We also have a project under way in Orange County, Calif., which we call the Preferred Resources Pilot. Preferred resources is another term for alternatives to building new gas-fired power plants.

These include energy efficiency and demand response programs, energy storage such as batteries, technological advances in the distribution grid, distributed energy such as rooftop solar, and changing incentives for customers to use energy in ways that save them money, such as time-of-use rates.

The goal of this pilot program is to meet projected electricity demand growth of 30 megawatts each year in that area from 2015 to 2017 without relying on additional fossil-fuel burning generation. If we can do that successfully with these alternative strategies, we could apply this approach elsewhere.

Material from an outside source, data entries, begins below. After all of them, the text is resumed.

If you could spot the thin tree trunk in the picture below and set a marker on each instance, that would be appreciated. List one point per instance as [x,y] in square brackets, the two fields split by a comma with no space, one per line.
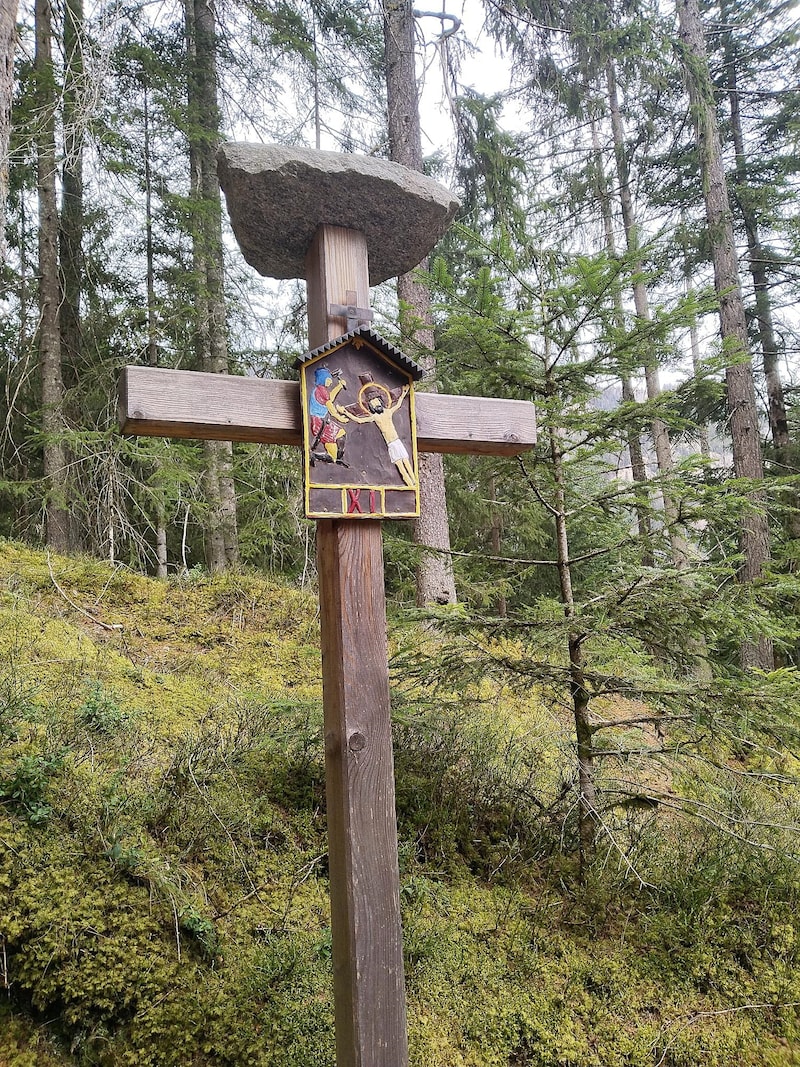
[435,582]
[638,468]
[578,688]
[8,43]
[70,234]
[641,303]
[222,541]
[501,605]
[741,405]
[757,263]
[161,557]
[57,516]
[705,450]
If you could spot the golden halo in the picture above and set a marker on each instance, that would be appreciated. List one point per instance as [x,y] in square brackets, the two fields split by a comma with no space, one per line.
[373,385]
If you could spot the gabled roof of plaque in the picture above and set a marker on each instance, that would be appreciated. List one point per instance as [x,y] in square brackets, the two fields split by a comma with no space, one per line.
[400,360]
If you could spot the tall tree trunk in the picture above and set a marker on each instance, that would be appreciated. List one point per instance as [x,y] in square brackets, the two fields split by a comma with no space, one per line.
[638,470]
[741,405]
[57,516]
[501,604]
[161,558]
[222,542]
[8,42]
[435,584]
[578,687]
[641,303]
[757,263]
[70,231]
[705,450]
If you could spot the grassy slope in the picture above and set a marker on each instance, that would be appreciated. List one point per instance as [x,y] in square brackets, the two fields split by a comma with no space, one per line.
[163,895]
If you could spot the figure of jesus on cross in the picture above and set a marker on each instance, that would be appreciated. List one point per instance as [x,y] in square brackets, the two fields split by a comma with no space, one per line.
[341,222]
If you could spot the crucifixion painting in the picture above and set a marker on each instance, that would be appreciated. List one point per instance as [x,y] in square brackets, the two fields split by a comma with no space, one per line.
[361,457]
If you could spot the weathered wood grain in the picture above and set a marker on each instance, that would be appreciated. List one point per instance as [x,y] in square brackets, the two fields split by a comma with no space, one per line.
[369,988]
[186,403]
[365,905]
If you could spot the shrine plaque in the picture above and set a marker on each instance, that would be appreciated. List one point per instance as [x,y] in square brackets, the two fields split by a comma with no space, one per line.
[360,443]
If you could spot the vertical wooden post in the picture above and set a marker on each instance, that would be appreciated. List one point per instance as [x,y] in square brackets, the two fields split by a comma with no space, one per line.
[369,990]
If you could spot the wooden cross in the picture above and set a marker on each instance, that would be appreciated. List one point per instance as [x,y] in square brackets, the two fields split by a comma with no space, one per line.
[337,260]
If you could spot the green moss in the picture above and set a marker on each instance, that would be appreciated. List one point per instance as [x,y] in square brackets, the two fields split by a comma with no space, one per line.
[163,872]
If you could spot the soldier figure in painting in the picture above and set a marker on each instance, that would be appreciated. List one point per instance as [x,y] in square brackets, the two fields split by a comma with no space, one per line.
[378,404]
[325,416]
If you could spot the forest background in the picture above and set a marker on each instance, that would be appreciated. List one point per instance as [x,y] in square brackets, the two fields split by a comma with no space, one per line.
[594,647]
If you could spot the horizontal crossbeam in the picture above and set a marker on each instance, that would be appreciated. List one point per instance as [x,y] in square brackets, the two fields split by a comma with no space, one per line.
[158,402]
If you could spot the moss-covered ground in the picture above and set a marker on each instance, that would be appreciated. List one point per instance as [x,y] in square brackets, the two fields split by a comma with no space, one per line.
[163,871]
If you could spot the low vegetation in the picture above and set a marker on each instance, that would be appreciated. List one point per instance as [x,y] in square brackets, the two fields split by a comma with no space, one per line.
[163,871]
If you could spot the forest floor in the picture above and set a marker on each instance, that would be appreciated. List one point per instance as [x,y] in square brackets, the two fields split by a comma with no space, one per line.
[163,868]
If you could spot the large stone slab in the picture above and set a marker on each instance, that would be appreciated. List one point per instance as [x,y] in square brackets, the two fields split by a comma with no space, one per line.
[277,197]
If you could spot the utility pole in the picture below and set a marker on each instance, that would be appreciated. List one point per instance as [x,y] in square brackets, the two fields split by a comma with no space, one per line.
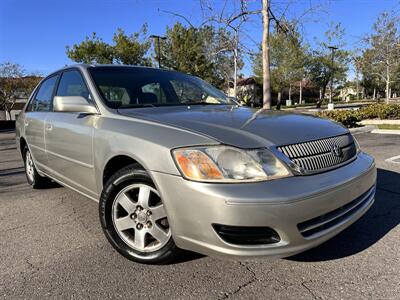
[333,49]
[265,56]
[157,37]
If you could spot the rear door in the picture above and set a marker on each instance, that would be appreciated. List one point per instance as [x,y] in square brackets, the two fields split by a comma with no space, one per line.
[69,138]
[35,116]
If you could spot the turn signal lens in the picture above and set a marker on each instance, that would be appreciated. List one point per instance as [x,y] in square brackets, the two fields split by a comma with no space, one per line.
[228,164]
[196,165]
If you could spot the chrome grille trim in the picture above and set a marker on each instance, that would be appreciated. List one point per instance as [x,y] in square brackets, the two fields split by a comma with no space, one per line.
[317,156]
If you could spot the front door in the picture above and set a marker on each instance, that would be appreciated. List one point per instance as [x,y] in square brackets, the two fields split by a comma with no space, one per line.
[69,139]
[35,116]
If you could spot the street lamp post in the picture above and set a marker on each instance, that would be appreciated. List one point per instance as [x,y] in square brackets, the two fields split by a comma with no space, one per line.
[333,49]
[157,37]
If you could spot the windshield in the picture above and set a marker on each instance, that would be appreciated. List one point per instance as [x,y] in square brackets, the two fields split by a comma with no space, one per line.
[127,87]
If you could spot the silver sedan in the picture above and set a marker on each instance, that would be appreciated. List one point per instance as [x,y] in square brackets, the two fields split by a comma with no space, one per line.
[175,164]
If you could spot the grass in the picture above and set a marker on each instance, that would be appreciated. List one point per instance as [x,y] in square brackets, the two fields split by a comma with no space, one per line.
[389,126]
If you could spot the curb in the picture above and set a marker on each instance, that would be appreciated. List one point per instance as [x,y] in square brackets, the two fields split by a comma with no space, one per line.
[380,122]
[386,131]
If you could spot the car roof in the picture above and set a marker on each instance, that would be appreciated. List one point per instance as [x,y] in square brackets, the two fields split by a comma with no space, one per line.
[87,66]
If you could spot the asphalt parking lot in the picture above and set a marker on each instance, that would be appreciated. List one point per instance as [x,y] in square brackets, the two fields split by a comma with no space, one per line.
[52,247]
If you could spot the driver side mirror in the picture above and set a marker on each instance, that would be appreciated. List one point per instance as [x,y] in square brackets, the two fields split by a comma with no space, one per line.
[73,104]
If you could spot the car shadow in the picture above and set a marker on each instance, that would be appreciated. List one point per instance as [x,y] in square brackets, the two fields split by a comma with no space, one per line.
[382,217]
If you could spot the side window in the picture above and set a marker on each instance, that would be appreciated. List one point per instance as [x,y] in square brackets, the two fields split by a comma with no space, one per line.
[44,95]
[72,84]
[187,92]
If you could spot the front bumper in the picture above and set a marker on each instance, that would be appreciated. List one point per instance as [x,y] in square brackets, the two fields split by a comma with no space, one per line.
[282,204]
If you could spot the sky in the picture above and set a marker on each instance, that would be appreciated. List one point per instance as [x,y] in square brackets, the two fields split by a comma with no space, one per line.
[34,33]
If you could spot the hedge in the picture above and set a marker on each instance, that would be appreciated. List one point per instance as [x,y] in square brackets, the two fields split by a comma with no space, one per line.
[350,118]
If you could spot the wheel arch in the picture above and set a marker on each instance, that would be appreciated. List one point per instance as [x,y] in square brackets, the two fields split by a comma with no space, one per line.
[116,163]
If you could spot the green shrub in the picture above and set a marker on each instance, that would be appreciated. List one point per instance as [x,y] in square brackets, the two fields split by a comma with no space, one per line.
[348,118]
[380,111]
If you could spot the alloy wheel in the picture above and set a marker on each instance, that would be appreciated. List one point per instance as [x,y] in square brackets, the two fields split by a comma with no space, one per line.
[140,219]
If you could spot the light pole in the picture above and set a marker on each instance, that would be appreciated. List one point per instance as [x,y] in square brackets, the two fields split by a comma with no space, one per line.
[157,37]
[333,49]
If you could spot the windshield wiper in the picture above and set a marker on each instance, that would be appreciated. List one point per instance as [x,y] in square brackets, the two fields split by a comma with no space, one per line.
[138,105]
[202,103]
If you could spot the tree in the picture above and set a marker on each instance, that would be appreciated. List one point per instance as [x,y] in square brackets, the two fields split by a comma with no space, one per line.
[192,50]
[127,49]
[286,66]
[130,50]
[14,83]
[90,51]
[384,52]
[320,66]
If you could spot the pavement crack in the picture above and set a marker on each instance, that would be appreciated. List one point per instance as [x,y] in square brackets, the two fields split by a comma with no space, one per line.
[388,191]
[31,265]
[310,291]
[252,279]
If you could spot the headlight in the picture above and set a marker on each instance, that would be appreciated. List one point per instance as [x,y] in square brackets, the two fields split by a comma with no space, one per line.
[228,164]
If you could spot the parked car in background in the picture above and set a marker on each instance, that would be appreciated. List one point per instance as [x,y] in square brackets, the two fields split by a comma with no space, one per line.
[175,164]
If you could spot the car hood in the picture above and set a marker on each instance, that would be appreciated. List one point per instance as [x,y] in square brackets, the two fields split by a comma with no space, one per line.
[240,126]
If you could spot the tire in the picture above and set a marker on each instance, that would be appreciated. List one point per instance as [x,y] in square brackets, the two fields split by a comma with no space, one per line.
[133,218]
[32,176]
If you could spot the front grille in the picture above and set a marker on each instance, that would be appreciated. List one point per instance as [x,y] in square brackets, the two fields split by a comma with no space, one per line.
[319,155]
[335,217]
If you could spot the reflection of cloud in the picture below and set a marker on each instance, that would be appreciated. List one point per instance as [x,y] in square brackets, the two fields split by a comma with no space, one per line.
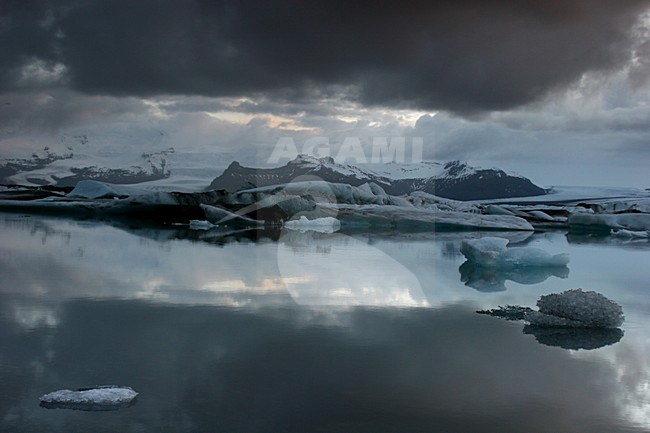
[348,272]
[268,284]
[386,370]
[34,316]
[492,279]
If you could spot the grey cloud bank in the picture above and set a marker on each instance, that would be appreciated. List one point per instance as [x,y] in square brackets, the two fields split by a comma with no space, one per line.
[519,84]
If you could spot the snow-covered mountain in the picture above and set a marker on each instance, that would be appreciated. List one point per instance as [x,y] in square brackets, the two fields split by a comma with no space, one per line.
[48,167]
[456,180]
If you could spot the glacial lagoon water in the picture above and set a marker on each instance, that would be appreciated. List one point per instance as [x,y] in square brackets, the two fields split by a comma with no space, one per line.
[308,332]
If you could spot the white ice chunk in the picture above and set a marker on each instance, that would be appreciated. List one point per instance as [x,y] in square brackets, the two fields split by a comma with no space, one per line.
[577,308]
[622,233]
[92,189]
[416,218]
[219,215]
[322,225]
[97,398]
[604,222]
[201,225]
[493,251]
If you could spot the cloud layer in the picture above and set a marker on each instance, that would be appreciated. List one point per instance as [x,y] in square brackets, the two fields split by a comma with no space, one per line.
[467,57]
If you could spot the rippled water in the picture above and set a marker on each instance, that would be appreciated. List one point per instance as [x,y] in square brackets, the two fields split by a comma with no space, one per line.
[304,332]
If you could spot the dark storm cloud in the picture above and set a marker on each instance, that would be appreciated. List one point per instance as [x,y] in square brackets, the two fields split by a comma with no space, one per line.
[464,56]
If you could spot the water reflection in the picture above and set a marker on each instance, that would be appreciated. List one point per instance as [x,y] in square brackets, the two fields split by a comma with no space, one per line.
[221,369]
[254,333]
[491,279]
[575,338]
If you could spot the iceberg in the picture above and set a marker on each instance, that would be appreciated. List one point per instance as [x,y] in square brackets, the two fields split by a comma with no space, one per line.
[420,219]
[494,252]
[98,398]
[218,215]
[576,308]
[603,223]
[492,279]
[574,319]
[622,233]
[322,225]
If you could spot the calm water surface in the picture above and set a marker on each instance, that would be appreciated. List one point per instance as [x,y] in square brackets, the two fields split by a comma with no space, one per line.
[310,332]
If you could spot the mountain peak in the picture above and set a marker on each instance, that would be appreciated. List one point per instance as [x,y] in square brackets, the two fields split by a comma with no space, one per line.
[304,159]
[455,179]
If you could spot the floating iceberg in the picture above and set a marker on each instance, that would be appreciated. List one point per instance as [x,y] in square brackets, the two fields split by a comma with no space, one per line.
[201,225]
[98,398]
[574,319]
[494,252]
[322,225]
[603,223]
[576,309]
[219,215]
[418,219]
[622,233]
[492,279]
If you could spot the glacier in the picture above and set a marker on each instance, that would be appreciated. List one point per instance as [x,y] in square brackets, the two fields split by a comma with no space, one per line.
[98,398]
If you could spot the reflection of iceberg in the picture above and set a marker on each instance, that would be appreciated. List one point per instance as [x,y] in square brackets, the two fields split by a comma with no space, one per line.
[492,279]
[575,338]
[99,398]
[493,252]
[321,225]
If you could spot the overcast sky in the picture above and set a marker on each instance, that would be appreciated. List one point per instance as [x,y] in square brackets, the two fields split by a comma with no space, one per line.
[556,90]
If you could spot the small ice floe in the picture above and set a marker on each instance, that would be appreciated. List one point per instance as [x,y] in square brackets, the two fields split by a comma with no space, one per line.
[603,223]
[98,398]
[622,233]
[576,309]
[574,319]
[494,252]
[219,215]
[321,225]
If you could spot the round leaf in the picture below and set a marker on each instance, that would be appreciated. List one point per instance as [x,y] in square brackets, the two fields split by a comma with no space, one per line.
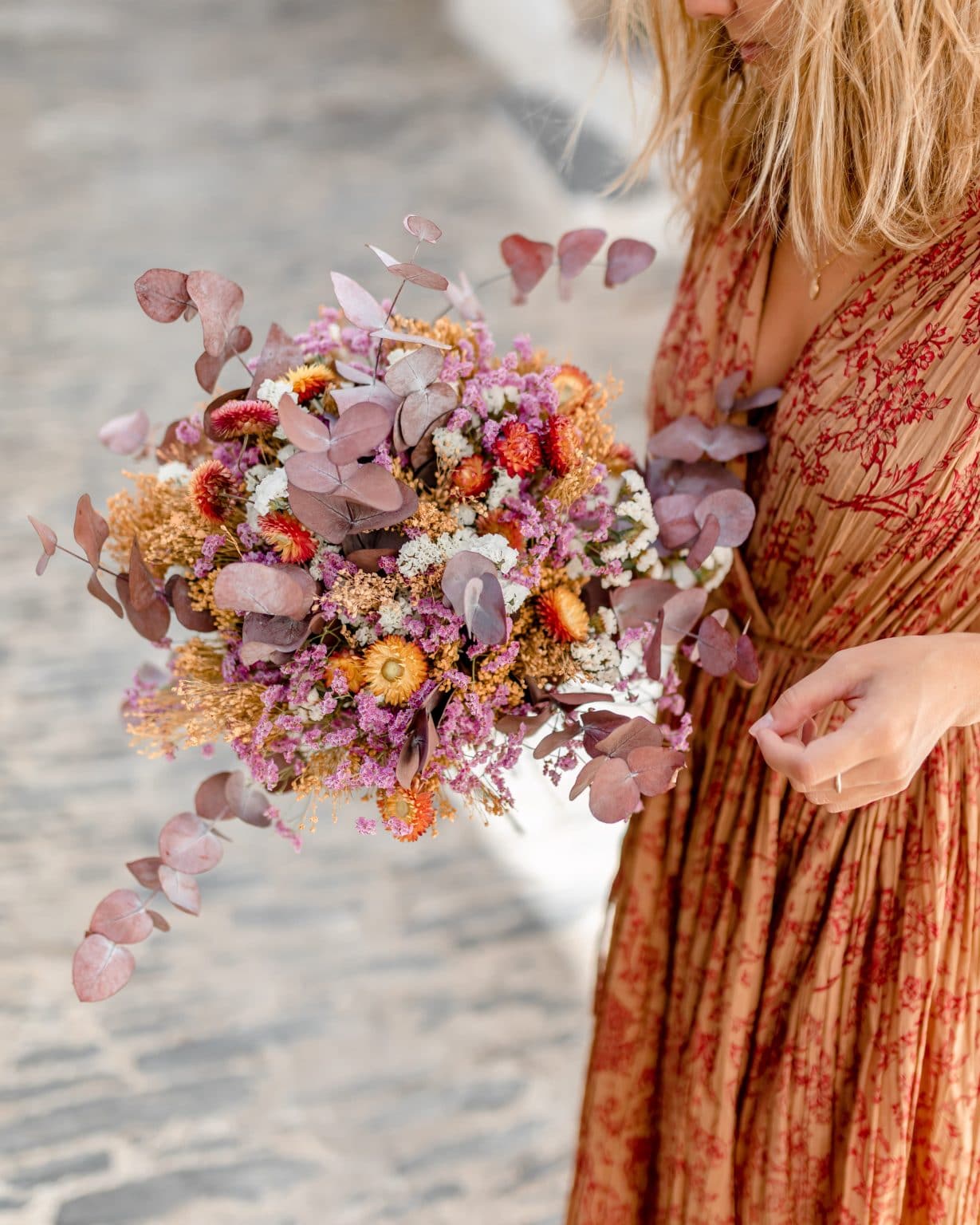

That could be a game-changer for the future of the power grid.

Energy storage is another component of the 21st century power network. At Edison, we procured more than 260 megawatts of storage in 2014, and our Tehachapi Energy Storage Project is testing one of the largest grid-connected lithium-ion energy storage systems in the world, at 32 megawatt-hours. We are also partnering with Tesla Motors to study the usage and impact of home batteries and grid-scale batteries on the electric system.

The 21st century power network is the key to unlocking the many benefits of distributed energy resources, which include the obvious environmental advantages of using more electric vehicles and renewable energy. In addition, locating generation close to customers eliminates the line losses incurred by shipping power over long distances.

Properly deployed, distributed energy resources can help reduce peak demand, eliminating the need to supersize our systems to accommodate the highest electricity usage that we see only a few days each year.

We also will be able to control voltage more tightly, helping appliances and HVAC systems run more efficiently. Most importantly, the 21st century power network will create new opportunities to better serve our customers and communities.